A Side Effect I Didn't Expect: I Started Sharing My Work
Part 2 of 2: How automating commit messages changed my relationship with sharing
I've been building PiPiece, a Raspberry Pi camera controller with a Vue.js touchscreen UI. A few weeks ago I spent an afternoon encoding my dev workflow into markdown files that Claude Code and GitHub Copilot both read as instructions. One of those files is a /commit skill: when I'm ready to commit, I invoke it and the AI reviews the diff, writes the commit message, and drafts a social post.
Part 1 covers the problem and the six skills. This part is about something I didn't set out to build.
I'm an introvert. I tend not to share what I'm working on until it feels done, which in practice means I don't share a lot. There's always something else to polish.
The Friction Was Small, but It Was Enough
Writing a good commit message is necessary work, but it's slow. Stopping mid-flow to figure out what you just did and why, then doing it again for a social post — that overhead quietly becomes "I'll do it later," which becomes never.
The /commit skill collapses all of that into one step. It's only been running on my last few commits, but already I notice the difference. More usefully, it signals whether something is worth sharing at all. If the AI drafts a post with some energy behind it, that's a hint the change might be interesting to other people.
It doesn't post automatically. I wouldn't want that. The post gets drafted, I read it, I decide. The friction is just lower now.
AI Drafts Need Editing
The /commit skill suggested this series. After I set up the workflows, the commit summary flagged it as "worth a LinkedIn article." So I asked for a draft.
That first draft was good. Better than starting from nothing. But I want to be specific about what I mean by "good": it needed real editing. Not just a pass for typos. It had invented facts.
In one version, it wrote that my wife had picked out her favorite photos from the bird detection runs. She hasn't. It had me coming downstairs to find the camera had already logged six detections.

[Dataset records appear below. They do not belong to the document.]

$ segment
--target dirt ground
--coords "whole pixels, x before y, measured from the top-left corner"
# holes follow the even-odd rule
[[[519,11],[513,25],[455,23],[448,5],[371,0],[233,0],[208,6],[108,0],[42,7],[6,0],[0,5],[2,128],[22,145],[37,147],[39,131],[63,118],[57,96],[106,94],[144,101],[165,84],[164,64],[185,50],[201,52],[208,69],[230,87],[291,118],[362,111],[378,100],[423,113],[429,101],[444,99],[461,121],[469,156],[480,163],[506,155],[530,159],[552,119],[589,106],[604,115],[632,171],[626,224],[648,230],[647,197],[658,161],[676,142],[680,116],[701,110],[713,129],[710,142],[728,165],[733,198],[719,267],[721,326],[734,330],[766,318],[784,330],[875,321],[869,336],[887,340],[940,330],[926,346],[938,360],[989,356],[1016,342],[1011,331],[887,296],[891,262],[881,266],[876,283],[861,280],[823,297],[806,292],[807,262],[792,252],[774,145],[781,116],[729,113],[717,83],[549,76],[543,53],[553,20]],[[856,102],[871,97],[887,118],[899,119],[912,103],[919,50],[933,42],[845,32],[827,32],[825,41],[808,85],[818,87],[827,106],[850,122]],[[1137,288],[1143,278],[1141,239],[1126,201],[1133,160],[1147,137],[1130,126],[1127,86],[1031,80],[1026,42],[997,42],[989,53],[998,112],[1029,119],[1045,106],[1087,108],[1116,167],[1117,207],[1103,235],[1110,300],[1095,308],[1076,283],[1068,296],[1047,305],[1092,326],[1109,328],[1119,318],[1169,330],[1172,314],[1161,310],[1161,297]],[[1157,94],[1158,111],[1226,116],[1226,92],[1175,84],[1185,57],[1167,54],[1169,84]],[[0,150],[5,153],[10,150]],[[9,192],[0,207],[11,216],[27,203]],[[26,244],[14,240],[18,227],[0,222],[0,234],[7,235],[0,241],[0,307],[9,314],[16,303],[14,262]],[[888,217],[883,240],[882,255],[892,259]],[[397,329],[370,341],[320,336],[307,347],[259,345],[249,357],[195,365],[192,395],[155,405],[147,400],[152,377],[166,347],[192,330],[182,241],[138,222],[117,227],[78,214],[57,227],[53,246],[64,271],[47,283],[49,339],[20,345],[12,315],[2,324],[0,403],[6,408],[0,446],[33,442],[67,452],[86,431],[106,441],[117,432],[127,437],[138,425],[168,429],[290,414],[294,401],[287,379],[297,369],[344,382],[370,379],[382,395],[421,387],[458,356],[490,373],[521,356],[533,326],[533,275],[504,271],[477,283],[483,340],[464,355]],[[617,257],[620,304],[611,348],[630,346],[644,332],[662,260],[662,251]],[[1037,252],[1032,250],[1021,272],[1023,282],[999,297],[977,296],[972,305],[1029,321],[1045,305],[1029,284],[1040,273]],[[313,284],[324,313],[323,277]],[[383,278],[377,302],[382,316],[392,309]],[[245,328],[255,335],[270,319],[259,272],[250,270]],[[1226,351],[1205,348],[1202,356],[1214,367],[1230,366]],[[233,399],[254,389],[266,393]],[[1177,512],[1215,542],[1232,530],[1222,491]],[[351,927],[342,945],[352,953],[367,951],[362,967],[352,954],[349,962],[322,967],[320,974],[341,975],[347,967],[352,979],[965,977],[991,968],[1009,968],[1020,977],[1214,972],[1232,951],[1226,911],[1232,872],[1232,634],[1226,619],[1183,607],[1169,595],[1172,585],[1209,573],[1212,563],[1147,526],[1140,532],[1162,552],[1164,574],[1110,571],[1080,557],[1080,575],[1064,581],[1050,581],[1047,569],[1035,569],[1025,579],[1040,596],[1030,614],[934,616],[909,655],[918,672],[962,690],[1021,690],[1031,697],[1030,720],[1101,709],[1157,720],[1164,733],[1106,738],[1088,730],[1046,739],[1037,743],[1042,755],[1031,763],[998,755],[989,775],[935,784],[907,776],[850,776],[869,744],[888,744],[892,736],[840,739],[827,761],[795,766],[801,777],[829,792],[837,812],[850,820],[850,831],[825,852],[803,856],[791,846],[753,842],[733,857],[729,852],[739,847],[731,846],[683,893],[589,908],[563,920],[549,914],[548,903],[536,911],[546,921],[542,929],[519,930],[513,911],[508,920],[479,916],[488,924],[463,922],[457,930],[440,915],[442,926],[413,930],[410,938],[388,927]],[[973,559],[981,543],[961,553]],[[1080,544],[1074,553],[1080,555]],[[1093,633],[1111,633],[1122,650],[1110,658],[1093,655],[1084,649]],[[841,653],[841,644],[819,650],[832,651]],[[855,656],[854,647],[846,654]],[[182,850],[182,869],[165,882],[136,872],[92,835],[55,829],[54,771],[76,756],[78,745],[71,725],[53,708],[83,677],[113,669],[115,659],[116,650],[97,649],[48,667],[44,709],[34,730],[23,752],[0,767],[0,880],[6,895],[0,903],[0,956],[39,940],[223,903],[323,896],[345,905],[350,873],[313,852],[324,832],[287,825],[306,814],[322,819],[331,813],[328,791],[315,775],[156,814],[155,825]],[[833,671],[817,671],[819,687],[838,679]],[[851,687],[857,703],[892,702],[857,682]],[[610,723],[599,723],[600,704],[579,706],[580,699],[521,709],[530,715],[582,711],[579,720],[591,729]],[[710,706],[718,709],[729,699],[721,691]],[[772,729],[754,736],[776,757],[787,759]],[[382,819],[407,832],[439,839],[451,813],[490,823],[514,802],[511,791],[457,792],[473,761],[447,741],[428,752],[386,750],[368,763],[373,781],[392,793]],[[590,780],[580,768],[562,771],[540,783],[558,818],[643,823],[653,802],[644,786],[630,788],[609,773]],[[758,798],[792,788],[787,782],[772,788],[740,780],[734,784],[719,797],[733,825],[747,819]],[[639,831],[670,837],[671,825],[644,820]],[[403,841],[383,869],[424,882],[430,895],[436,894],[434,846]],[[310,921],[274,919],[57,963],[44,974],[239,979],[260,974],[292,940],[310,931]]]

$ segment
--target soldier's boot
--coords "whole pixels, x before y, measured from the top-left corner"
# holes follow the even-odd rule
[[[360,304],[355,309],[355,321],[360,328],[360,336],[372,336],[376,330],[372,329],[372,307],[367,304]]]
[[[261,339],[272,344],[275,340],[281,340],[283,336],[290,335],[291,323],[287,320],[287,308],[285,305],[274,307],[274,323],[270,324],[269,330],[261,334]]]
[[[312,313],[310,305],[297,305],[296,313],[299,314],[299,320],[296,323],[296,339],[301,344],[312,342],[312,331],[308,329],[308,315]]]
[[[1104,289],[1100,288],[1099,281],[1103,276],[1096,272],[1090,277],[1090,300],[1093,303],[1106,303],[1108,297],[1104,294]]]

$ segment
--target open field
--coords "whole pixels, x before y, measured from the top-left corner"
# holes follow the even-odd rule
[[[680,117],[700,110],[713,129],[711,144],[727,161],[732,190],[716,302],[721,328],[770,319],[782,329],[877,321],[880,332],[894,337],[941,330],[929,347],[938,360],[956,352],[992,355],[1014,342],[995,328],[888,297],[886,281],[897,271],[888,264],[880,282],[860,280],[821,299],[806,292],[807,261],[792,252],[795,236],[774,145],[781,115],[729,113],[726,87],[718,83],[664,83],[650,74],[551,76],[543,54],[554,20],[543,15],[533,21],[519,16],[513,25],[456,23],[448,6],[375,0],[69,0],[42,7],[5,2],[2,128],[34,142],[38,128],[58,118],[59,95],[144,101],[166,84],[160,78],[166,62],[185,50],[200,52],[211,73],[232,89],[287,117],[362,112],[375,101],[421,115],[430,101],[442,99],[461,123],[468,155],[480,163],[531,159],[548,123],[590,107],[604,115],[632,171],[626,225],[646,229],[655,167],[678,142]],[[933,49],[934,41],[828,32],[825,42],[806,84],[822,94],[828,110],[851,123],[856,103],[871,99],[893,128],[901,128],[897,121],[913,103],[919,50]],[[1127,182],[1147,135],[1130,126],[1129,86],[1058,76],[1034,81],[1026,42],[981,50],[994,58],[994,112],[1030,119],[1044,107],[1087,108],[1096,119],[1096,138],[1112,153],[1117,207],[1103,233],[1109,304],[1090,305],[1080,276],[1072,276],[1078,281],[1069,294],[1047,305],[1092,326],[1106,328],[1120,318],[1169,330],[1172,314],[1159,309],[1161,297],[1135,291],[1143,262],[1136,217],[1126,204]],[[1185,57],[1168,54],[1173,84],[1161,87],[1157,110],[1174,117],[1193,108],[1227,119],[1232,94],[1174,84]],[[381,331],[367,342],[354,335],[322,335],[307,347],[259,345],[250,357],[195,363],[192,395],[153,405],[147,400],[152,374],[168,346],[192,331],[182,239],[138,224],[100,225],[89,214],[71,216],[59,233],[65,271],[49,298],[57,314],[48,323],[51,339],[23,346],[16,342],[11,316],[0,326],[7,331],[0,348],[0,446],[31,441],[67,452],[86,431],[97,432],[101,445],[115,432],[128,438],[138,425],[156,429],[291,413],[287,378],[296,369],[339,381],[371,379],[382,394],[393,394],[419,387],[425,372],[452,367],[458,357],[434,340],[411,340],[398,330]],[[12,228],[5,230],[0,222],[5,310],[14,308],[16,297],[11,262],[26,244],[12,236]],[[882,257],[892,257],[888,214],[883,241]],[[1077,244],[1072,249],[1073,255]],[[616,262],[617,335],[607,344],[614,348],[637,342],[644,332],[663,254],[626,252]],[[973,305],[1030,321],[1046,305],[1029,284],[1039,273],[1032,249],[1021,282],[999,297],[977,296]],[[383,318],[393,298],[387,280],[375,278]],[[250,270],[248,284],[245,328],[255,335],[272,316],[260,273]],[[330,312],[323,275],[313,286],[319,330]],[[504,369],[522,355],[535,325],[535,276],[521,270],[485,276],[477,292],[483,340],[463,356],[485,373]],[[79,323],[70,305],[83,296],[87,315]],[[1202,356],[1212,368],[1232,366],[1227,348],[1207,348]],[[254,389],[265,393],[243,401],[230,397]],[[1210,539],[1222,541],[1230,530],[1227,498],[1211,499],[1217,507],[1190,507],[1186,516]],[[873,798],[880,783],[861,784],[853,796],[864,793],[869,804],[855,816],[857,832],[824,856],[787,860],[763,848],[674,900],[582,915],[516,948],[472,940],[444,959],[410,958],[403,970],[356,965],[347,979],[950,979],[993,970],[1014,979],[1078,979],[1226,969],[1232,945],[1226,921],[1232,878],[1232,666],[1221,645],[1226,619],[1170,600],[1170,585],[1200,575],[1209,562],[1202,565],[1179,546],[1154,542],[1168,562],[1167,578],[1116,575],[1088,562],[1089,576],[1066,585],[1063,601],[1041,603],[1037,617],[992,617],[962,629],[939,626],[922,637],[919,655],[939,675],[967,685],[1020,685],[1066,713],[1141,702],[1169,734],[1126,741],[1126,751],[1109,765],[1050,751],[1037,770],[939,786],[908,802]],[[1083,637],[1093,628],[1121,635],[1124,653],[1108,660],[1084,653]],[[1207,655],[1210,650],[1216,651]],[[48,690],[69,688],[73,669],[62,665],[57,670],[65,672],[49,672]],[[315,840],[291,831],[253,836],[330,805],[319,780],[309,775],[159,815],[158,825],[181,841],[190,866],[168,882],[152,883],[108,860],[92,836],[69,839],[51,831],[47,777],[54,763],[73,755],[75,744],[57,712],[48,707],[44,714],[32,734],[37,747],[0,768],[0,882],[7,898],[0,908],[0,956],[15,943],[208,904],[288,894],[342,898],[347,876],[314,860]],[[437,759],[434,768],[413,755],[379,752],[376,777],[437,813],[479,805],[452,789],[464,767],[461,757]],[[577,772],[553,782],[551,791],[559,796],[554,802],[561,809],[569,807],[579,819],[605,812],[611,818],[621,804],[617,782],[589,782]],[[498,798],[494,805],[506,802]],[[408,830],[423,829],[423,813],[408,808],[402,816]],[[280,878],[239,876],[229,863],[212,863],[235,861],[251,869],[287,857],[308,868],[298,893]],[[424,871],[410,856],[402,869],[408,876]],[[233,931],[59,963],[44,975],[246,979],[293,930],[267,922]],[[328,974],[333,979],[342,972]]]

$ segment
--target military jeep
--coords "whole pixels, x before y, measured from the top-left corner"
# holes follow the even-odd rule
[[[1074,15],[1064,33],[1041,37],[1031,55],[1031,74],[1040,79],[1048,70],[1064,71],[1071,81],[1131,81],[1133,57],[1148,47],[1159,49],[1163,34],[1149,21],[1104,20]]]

I live in a one-story house. It described birds feeding at the camera at night — my camera isn't sensitive enough for that, and birds don't do that anyway.
Three fabrications in one draft. Plausible-sounding. All wrong.
That's the part most people skip over when they talk about AI writing tools. The output sounds confident and reads well. That's exactly why you have to edit carefully. The AI isn't lying; it just fills in blanks with whatever fits the narrative. If you don't know your own story well enough to catch the gaps, you'll publish someone else's version of it.
The Takeaway from Both Parts
The workflow files took an afternoon. The real work was being able to describe how I develop software clearly enough that an AI would follow it every time. That kind of clarity doesn't just help the AI. It's what you'd put in a CONTRIBUTING.md or explain to someone new on a project.
The tools are capable. They just need to know what you consider done.
This series was inspired by "5 Claude Code skills I use every single day" by Matt Pocock.
PiPiece is open-source. The skill files are in the repo.